Education, as one of the characters states, is for "pussies." Death is
ordinary; they are just grateful that
it isn’t them. Aspiration of any kind is absent: in Bad Beat, when
someone receives
good fortune, they still fail at life.
This book drips with testosterone
and perhaps
may be appreciated more by men than women. Into the stories are dropped
hookers, strippers and itinerant women with attitude. The men who
"love" them are largely voyeurs on the make. Or at least
that’s how they appear superficially. The cleverness of
Graham’s writing is underneath this skin of dysfunctionality, we
see men who have been emotionally brutalised by their past.

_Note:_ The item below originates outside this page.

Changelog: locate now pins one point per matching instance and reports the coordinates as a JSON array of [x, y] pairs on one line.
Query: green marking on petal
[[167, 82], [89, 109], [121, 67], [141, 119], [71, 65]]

Partially
broken, they are defending themselves against more pain.
Men be reduced at times to the sum
of their
bodily functions and tawdry fantasies, but there are also strong and
resonant images presented bluntly, without sentiment or pity. A scene
remembered for example, of two kittens purring on the laps of two dead
girls. Life is brief. Brutal. Fragile. Into this nihilism slips dry
humour and at times, a pinch of surrealism: This Story is Not About Ham and
Cheese
Sandwiches manages to be irreverent to the reader and then
achingly poignant. Parable
of the
Dead Rolling Snowball is delicious in its strangeness.
References to gambling were
peppered through
the text. Knowing poker might have helped my understanding. But I
related to the human tragedy within All
his Chips, as an obsessive gambler destroys something
potentially precious.
There are common themes and motifs
that run
throughout: bad fathers, murdered dreams, crappy marriages. The
compulsion to eat fast, greasy food frequently reoccurs. Mankind,
through lust and hunger, is reduced to Freud’s primal id. Ego
weakly moderates those basic instincts now and again. Rarely does the
super-ego, the intellect, control proceedings. Graham leaves the
analysis to the reader.
There are plenty of redheads
though, in
panties and out. A proliferation of blood and accidents. Animals rarely
fare well, particularly an ungrateful rodent called Willy. The death of
two creatures in a car accident, was for me the most tenderly evoked
scene in the book. For a relatively sheltered English girl, my
sensibilities frequently took a bashing. Sometimes I had to breathe
fresh air, away from the blood, piss and spunk that Graham uses to
paint his literary canvases. Interestingly, it made those rare acts of
kindness, such a man giving a Cookie Monster toy to a homeless girl,
all the more powerful. Mostly, people are corrupt, capable of hatred
and disrespect.
This collection is not for those
who crave
their fictional worlds pretty and life-affirming. But the smells, the
images, the nihilistic message, will haunt.
Read the title story
from this collection on Prick of the Spindle
| A
freelance writer and journalist, Julia Bohanna was shortlisted this
year for The Asham Award and the Mslexia Short Story Competition.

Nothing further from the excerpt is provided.